# Im Scared.....



## AustinXAPMX3 (Oct 23, 2007)

I am getting rats for Christams, so its pretty soon. I have had rats before and i am still taking their deaths hard. It hasnt really bothered me, until this past week when me and my parents decided im going to get rats for Christmas. One of my rats died in like the first month i had her. (unknown cuase) She was a rat from Petco so maybe she was sick. But im planning on getting these rats from a breeder.

Im just scared that the rats i get for Christmas might get sick and die in the first few months i have them. 

I am getting comfort from knowing that i have done more research than before, and i am more prepared. Now i have a good fealing 

Lol I just thought i would share my wierd episode i was having


----------



## BlueSkyy (Sep 27, 2007)

it'll be fine  it's normal to be a little nervous at first, it just means you are prepared since you are aware of all the bad things that could happen. it's like how pregnant moms are nervous before having babies: they know everything will be fine, but they still worry


----------



## Sparker (Jun 17, 2007)

It is perfectly normal to be nervous. 

You could start a vet fund for them and save money. That way, you know that if something does happen, you can take care of it.


----------



## lostbutnotforgot (Apr 19, 2007)

Sparker said:


> It is perfectly normal to be nervous.
> 
> You could start a vet fund for them and save money. That way, you know that if something does happen, you can take care of it.
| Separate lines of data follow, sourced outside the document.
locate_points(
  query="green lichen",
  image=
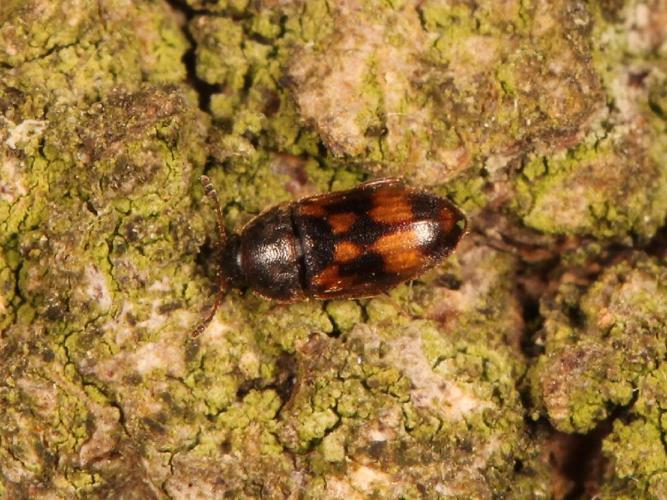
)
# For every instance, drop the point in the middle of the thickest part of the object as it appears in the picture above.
(547, 118)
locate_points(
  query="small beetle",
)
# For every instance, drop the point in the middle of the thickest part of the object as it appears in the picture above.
(355, 243)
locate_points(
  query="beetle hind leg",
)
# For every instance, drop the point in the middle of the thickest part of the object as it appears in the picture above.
(210, 191)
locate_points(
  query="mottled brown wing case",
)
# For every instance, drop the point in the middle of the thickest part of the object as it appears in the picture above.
(360, 242)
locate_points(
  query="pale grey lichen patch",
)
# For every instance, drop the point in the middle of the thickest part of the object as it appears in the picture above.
(436, 87)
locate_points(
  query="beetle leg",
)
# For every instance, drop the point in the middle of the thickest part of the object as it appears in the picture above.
(213, 196)
(222, 236)
(204, 323)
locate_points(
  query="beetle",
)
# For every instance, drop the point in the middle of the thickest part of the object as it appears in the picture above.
(344, 244)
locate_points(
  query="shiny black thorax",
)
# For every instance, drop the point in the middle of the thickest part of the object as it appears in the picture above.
(266, 256)
(352, 243)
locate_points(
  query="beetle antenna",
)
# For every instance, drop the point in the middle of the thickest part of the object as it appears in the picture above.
(213, 196)
(222, 236)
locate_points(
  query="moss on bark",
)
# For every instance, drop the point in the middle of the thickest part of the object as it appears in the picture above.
(546, 121)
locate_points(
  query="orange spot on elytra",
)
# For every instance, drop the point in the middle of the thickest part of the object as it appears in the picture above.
(328, 278)
(400, 252)
(346, 251)
(446, 220)
(341, 223)
(313, 209)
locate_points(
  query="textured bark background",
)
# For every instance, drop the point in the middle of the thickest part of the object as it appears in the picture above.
(531, 364)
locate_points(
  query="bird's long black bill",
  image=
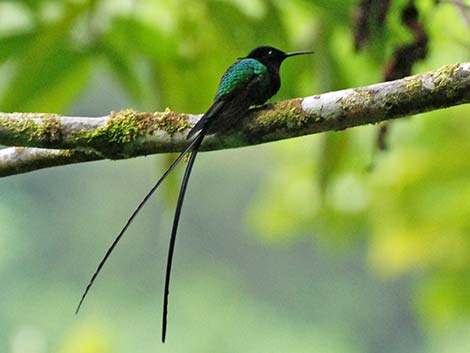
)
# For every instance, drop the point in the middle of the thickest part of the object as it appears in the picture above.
(131, 218)
(298, 53)
(174, 230)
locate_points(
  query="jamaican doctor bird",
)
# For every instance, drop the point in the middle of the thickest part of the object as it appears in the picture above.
(248, 82)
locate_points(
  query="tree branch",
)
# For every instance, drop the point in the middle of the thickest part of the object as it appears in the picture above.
(49, 140)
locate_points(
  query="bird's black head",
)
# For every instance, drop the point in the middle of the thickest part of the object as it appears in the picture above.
(272, 56)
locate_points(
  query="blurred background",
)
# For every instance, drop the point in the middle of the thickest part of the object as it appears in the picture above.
(352, 241)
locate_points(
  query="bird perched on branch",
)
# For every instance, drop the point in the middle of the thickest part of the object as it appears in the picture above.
(248, 82)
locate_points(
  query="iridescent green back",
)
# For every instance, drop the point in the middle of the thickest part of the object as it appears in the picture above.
(239, 76)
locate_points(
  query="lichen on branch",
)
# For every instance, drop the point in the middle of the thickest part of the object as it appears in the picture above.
(49, 139)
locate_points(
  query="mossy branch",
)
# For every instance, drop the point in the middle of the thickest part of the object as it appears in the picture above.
(45, 140)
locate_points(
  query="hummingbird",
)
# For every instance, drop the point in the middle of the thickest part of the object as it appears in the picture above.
(248, 82)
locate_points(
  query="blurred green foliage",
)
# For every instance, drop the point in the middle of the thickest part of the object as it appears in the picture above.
(410, 213)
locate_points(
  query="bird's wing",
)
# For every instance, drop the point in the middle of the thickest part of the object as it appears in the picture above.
(233, 94)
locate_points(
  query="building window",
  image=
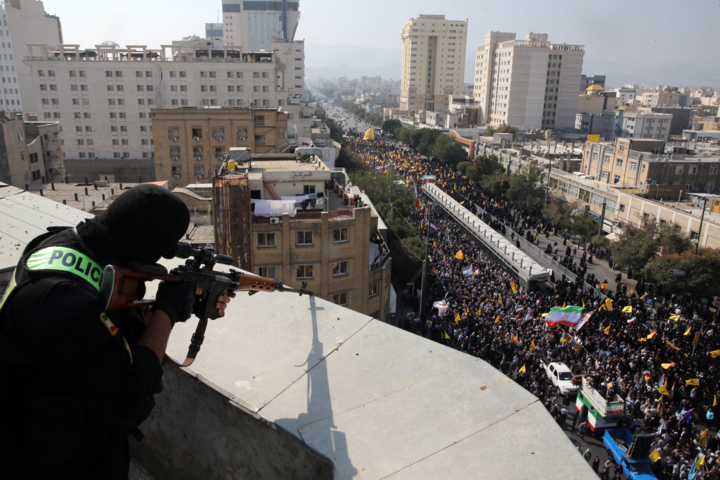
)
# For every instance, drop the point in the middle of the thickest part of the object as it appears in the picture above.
(304, 272)
(340, 268)
(266, 239)
(340, 235)
(268, 272)
(340, 298)
(303, 238)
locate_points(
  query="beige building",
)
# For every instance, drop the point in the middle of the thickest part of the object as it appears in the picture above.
(191, 143)
(433, 64)
(22, 22)
(529, 84)
(334, 244)
(104, 105)
(30, 152)
(644, 165)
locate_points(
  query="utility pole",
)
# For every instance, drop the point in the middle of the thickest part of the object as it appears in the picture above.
(702, 217)
(425, 260)
(602, 217)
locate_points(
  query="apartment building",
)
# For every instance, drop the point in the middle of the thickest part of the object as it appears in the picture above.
(644, 165)
(590, 80)
(433, 63)
(102, 97)
(293, 222)
(22, 22)
(30, 151)
(267, 26)
(627, 122)
(191, 143)
(529, 84)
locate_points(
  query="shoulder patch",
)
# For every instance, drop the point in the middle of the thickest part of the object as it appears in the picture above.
(108, 324)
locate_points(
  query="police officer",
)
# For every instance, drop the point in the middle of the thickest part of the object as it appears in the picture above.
(76, 381)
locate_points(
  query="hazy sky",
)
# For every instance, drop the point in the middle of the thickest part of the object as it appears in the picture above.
(626, 32)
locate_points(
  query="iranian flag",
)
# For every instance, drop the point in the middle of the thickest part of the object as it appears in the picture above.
(574, 317)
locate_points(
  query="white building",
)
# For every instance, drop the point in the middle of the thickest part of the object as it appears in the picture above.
(433, 64)
(103, 96)
(527, 83)
(22, 22)
(636, 123)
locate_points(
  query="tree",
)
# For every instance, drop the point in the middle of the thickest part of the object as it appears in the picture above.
(392, 126)
(559, 213)
(700, 279)
(448, 150)
(527, 187)
(583, 224)
(636, 245)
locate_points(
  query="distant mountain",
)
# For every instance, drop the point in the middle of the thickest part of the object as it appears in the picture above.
(352, 61)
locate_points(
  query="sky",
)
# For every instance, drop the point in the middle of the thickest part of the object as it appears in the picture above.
(627, 34)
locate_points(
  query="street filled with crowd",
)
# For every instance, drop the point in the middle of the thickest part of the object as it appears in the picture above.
(637, 344)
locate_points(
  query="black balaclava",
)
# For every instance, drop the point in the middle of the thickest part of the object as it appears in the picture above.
(140, 225)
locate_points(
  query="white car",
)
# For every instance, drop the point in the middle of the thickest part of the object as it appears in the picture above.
(560, 376)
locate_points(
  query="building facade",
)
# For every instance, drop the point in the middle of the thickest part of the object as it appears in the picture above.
(529, 84)
(191, 143)
(433, 63)
(102, 97)
(22, 22)
(30, 152)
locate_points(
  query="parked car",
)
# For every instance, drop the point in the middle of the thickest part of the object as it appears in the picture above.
(561, 377)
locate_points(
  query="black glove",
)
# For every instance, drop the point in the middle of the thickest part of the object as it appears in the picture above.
(176, 299)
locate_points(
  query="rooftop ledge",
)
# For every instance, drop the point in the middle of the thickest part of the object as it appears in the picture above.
(298, 387)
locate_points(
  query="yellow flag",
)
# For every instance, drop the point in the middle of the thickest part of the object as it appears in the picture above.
(654, 456)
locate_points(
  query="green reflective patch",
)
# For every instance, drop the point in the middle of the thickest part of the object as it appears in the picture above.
(64, 259)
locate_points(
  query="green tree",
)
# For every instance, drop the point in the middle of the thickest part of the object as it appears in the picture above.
(700, 279)
(392, 126)
(583, 224)
(636, 245)
(448, 150)
(527, 187)
(559, 213)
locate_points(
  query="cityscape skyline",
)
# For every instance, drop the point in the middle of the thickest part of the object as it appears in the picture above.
(645, 35)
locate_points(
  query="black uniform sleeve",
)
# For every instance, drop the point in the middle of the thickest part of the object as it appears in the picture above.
(67, 331)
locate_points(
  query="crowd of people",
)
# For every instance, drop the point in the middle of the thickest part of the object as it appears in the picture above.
(645, 353)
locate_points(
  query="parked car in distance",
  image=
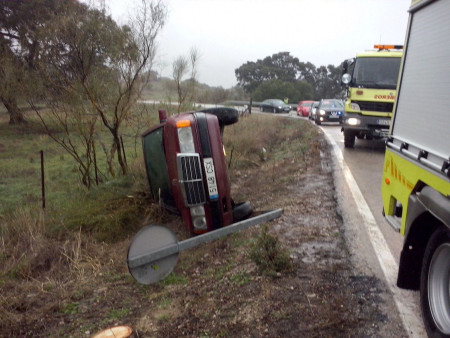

And that is a wonderful idea!


----------



## sweet_dreams91 (Oct 19, 2007)

Have you already found a breeder and lined everything up?


----------



## daisy184 (Oct 29, 2007)

Sparker said:


> It is perfectly normal to be nervous.
> 
> You could start a vet fund for them and save money. That way, you know that if something does happen, you can take care of it.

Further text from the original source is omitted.